Audio Specifications | Smallest AI Docs

Supported Encoding Formats

The Pulse STT WebSocket API supports the following audio encoding formats for real-time streaming:

Encoding	Description	Use Case
`linear16`	16-bit linear PCM	Recommended for best quality
`linear32`	32-bit linear PCM	High-fidelity audio
`alaw`	A-law encoding	Telephony systems
`mulaw`	μ-law encoding	Telephony systems (North America)
`opus`	Opus compressed audio	Low bandwidth, high quality
`ogg_opus`	Ogg Opus container	Ogg container with Opus codec

Supported Sample Rates

Sample rate is the number of times the audio signal is measured per second. A higher sample rate naturally implies audio of better detail and higher quality. However it increases the size of the audio file.
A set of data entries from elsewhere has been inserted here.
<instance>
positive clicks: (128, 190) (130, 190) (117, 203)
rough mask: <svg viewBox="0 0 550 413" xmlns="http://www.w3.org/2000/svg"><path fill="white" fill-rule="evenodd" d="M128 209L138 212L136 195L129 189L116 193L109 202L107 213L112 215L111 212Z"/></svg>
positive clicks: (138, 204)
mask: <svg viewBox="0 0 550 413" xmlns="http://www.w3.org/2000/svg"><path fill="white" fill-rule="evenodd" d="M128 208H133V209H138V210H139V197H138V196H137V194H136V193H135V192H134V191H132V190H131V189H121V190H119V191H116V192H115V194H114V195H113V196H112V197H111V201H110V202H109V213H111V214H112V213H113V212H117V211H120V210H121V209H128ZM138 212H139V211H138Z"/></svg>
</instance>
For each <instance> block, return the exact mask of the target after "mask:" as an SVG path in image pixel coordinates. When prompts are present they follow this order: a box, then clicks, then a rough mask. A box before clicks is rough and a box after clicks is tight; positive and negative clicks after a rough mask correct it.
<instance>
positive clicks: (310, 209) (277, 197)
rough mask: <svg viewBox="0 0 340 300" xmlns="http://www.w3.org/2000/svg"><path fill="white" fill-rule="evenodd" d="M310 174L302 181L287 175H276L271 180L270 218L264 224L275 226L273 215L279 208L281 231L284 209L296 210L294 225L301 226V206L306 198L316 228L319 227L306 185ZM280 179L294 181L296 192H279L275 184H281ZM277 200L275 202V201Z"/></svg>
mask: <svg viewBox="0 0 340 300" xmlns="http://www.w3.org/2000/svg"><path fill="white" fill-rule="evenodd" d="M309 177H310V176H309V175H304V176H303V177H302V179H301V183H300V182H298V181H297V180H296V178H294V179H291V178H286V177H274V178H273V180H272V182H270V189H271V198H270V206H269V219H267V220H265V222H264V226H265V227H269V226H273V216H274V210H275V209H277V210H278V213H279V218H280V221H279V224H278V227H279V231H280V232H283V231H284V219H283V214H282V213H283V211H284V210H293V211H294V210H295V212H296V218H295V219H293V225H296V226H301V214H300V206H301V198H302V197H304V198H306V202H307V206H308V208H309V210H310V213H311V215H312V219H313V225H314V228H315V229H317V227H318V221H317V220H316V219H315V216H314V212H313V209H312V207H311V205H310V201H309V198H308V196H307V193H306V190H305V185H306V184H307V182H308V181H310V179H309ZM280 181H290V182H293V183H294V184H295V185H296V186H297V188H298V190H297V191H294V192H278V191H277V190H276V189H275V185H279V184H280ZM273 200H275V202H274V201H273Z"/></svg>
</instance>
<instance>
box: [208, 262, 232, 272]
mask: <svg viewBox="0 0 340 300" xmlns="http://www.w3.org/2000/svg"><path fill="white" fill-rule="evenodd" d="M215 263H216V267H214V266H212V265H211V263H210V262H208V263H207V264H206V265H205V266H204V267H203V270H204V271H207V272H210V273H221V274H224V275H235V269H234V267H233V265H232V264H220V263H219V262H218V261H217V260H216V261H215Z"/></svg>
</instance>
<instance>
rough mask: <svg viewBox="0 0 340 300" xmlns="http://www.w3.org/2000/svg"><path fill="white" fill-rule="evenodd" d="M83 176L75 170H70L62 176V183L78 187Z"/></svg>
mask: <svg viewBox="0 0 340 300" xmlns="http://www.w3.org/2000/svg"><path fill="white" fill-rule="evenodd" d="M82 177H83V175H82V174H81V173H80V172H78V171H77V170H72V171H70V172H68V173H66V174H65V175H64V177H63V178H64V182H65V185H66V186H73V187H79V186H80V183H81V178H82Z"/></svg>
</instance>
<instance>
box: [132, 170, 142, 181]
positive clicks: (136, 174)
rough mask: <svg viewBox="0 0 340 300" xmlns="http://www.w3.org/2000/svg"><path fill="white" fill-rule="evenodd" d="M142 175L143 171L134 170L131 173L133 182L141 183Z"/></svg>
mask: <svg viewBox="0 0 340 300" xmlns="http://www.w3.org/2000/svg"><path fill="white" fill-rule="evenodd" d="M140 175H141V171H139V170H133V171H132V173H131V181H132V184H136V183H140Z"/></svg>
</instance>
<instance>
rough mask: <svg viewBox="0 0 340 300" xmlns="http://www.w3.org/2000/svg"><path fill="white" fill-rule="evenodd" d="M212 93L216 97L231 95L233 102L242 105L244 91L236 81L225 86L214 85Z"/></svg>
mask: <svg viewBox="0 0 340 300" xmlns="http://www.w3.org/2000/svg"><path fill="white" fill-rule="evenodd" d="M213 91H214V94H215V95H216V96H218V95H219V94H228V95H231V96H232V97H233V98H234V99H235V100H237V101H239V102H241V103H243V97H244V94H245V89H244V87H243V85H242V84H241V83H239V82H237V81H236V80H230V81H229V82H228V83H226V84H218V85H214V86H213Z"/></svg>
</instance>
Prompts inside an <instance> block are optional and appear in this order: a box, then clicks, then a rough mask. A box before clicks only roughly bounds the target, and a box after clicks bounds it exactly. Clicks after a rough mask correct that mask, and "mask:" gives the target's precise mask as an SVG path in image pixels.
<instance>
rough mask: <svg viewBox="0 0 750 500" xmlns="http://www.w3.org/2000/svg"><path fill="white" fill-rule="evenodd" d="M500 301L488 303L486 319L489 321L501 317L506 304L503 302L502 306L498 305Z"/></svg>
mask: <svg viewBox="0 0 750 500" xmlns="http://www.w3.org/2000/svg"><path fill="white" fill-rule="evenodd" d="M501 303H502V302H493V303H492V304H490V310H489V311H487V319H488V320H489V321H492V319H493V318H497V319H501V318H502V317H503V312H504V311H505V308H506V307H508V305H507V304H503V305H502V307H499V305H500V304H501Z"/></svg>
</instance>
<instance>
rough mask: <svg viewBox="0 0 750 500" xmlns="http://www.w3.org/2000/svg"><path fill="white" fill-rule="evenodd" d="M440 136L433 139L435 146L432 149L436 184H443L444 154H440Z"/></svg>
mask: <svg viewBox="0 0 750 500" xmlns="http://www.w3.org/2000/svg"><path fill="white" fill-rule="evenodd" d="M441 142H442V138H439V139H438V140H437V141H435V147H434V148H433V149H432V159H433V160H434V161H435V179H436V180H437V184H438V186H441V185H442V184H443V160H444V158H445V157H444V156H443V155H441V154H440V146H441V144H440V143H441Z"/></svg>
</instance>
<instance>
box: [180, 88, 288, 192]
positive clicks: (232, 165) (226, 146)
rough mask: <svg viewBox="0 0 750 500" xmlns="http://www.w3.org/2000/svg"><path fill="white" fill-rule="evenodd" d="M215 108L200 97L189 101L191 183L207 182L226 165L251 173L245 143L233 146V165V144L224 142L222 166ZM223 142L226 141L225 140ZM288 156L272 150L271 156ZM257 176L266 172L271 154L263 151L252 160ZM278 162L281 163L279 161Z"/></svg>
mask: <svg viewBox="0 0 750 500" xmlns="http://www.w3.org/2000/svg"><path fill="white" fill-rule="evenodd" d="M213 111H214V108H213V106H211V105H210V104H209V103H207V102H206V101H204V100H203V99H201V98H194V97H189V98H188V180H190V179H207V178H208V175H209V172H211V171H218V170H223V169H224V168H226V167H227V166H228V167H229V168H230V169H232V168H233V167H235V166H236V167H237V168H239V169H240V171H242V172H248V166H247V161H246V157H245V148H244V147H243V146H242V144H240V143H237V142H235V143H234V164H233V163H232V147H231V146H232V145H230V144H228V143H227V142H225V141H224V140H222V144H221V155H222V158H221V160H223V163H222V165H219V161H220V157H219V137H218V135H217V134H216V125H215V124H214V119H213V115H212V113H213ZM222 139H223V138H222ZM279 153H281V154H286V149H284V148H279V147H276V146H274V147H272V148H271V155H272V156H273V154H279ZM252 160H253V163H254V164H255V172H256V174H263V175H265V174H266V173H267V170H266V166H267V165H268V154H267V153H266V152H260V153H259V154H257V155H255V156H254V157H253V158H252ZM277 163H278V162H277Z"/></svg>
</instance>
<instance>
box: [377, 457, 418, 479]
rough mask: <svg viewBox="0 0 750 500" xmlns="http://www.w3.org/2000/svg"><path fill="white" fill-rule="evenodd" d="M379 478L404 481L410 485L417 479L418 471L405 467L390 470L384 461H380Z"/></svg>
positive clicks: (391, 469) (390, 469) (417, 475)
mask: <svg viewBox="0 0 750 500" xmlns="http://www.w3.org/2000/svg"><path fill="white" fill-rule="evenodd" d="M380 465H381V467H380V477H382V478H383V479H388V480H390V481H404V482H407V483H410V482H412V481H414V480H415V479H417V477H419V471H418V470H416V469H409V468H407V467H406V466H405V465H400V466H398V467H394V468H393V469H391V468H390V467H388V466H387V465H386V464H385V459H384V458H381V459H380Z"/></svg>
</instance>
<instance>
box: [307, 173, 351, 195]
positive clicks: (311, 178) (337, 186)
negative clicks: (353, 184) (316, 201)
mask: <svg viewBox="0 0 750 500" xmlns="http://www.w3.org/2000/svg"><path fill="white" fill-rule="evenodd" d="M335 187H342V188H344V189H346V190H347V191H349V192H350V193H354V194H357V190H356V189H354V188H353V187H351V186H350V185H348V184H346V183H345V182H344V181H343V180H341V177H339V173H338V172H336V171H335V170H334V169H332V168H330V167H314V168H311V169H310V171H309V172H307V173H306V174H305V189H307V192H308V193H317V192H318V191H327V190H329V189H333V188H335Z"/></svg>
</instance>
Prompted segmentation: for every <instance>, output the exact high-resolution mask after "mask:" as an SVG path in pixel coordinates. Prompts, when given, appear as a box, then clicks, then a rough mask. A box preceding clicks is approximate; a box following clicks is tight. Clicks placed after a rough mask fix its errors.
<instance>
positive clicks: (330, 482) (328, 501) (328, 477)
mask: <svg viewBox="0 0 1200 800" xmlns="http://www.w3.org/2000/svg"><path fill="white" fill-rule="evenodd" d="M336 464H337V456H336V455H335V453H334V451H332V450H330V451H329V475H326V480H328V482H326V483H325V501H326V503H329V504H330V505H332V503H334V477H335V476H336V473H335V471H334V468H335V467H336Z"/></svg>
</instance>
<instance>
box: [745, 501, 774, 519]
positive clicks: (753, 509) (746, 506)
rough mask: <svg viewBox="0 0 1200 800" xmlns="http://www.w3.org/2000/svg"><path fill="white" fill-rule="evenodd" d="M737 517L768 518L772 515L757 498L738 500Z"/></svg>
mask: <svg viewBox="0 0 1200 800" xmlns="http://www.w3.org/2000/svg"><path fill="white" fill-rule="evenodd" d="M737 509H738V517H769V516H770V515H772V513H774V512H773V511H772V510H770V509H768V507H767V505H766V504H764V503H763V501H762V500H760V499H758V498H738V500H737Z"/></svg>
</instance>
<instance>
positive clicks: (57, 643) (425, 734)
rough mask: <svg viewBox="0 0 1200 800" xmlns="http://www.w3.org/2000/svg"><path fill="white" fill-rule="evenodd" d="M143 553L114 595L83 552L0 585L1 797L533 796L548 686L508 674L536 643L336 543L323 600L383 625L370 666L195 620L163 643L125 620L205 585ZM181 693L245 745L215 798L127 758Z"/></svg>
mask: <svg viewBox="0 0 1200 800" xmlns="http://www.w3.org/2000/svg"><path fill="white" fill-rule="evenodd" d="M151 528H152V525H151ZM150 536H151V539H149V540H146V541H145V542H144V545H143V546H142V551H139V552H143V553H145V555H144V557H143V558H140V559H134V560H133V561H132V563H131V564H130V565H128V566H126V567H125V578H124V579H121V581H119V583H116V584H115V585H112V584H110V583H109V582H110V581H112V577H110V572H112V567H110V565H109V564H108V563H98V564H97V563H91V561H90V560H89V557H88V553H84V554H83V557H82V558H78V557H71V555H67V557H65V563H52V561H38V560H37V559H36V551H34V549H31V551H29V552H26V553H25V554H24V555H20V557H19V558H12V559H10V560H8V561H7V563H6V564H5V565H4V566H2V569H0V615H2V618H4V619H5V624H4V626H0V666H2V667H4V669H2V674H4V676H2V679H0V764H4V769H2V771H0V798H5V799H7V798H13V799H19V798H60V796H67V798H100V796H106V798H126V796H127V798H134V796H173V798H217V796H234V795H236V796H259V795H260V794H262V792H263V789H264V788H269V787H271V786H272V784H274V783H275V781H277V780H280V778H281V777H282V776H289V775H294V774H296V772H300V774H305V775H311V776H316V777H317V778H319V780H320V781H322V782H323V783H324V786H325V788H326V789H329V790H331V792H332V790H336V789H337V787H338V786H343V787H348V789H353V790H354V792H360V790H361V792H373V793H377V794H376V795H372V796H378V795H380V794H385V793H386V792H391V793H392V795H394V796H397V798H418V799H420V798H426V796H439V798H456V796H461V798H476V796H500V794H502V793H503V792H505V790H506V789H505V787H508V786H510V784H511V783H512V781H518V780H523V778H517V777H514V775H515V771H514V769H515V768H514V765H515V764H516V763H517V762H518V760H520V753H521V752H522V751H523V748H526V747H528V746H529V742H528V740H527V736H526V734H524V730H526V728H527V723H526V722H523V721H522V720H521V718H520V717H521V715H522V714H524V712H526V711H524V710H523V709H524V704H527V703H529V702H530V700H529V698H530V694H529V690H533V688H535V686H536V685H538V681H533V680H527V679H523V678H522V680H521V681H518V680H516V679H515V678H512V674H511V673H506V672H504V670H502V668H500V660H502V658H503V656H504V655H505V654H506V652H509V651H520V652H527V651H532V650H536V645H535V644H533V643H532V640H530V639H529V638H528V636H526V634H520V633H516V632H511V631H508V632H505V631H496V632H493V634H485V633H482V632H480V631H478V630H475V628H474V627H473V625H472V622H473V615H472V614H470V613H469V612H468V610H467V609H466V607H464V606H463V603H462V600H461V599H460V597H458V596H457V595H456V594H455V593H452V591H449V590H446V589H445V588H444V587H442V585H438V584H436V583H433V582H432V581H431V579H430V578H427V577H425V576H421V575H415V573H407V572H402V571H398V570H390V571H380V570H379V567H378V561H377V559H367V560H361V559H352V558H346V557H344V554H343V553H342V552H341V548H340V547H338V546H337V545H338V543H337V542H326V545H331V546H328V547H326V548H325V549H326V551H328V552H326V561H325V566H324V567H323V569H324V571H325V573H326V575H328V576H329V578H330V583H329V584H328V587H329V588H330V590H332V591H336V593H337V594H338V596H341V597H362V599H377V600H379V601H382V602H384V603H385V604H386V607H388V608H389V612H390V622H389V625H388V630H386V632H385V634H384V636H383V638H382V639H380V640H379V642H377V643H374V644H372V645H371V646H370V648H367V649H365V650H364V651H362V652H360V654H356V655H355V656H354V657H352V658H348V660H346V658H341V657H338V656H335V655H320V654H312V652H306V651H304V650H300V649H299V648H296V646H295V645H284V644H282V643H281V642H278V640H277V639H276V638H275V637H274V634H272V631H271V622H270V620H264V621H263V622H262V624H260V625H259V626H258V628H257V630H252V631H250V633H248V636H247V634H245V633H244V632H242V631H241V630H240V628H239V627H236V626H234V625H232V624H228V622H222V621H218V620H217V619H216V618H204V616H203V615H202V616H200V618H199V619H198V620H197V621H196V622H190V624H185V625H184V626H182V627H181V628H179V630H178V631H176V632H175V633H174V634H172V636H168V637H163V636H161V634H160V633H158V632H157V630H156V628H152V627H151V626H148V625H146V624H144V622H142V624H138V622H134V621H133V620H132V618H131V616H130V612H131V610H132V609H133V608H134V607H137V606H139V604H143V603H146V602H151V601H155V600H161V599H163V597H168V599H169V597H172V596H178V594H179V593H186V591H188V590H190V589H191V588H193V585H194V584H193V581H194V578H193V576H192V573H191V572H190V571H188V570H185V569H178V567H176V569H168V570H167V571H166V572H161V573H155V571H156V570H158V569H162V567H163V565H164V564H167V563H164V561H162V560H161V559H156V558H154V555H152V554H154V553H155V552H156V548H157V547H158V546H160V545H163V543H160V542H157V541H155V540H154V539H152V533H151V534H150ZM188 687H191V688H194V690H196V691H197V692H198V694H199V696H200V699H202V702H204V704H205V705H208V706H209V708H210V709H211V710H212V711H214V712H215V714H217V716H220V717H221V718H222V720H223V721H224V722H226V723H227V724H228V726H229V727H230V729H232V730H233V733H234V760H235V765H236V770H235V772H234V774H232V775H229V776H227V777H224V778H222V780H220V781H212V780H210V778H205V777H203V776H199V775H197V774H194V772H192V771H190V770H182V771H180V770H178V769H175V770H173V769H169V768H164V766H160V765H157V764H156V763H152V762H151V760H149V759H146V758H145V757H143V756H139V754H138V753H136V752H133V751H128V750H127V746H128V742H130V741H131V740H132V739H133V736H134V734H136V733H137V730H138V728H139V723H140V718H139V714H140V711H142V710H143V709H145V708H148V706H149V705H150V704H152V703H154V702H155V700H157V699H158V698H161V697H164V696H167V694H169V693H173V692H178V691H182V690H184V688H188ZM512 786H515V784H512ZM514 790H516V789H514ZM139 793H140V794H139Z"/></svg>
The WebSocket API supports the following sample rates:

8000 Hz
16000 Hz
22050 Hz
24000 Hz
44100 Hz
48000 Hz

Audio Requirements

Chunk Size

The recommended size is 4096 bytes per chunk.

Sending audio in consistent 4096-byte chunks helps maintain optimal latency and processing efficiency. It minimizes the tradeoff between processing latency and network latency, finding the right fit between number of requests and the size of each request.

Channels

Currently, we support only single-channel (mono) transcription. Multi-channel support is coming soon.

Streaming Rate

For optimal real-time performance:

Stream chunks at regular intervals (e.g., every 50-100ms)
Maintain consistent chunk sizes when possible
Avoid sending chunks too rapidly or too slowly

Format Recommendations

Best Quality (Default)

Use 16 kHz mono Linear PCM (linear16) for the optimal mix of accuracy and processing speed:

Encoding: linear16
Sample Rate: 16000 Hz
Channels: Mono
Chunk Size: 4096 bytes

Telephony Quality

Use 8 kHz μ-law or A-law encoding for low bandwidth usage:

Encoding: mulaw or alaw
Sample Rate: 8000 Hz
Channels: Mono
Chunk Size: 4096 bytes

High Fidelity

For broadcast or high-quality scenarios, use higher sample rates:

Encoding: linear16 or linear32
Sample Rate: 44100 or 48000 Hz
Channels: Mono
Chunk Size: 4096 bytes

Audio Preprocessing

Before streaming audio to the WebSocket API, ensure your audio is:

Converted to the correct format: Use the specified encoding (linear16, linear32, alaw, mulaw, opus, or ogg_opus)
Set to the correct sample rate: Match the sample_rate parameter in your WebSocket URL
Mono channel: Downmix stereo or multi-channel audio to mono
Properly chunked: Split audio into 4096-byte chunks for streaming

Example: Converting Audio for Streaming

1 import numpy as np
2 import soundfile as sf
3 
4 # Read audio file
5 audio, sample_rate = sf.read('input.wav')
6 
7 # Convert to mono if stereo
8 if len(audio.shape) > 1:
9     audio = np.mean(audio, axis=1)
10 
11 # Resample to 16 kHz if needed
12 if sample_rate != 16000:
13     from scipy import signal
14     audio = signal.resample(audio, int(len(audio) * 16000 / sample_rate))
15 
16 # Convert to 16-bit PCM
17 audio_int16 = (audio * 32767).astype(np.int16)
18 
19 # Split into 4096-byte chunks
20 chunk_size = 4096
21 chunks = [audio_int16[i:i+chunk_size//2] for i in range(0, len(audio_int16), chunk_size//2)]

Query Parameters

Specify encoding and sample rate in the WebSocket connection URL:

1 const url = new URL("wss://api.smallest.ai/waves/v1/stt/live?model=pulse");
2 url.searchParams.append("encoding", "linear16");
3 url.searchParams.append("sample_rate", "16000");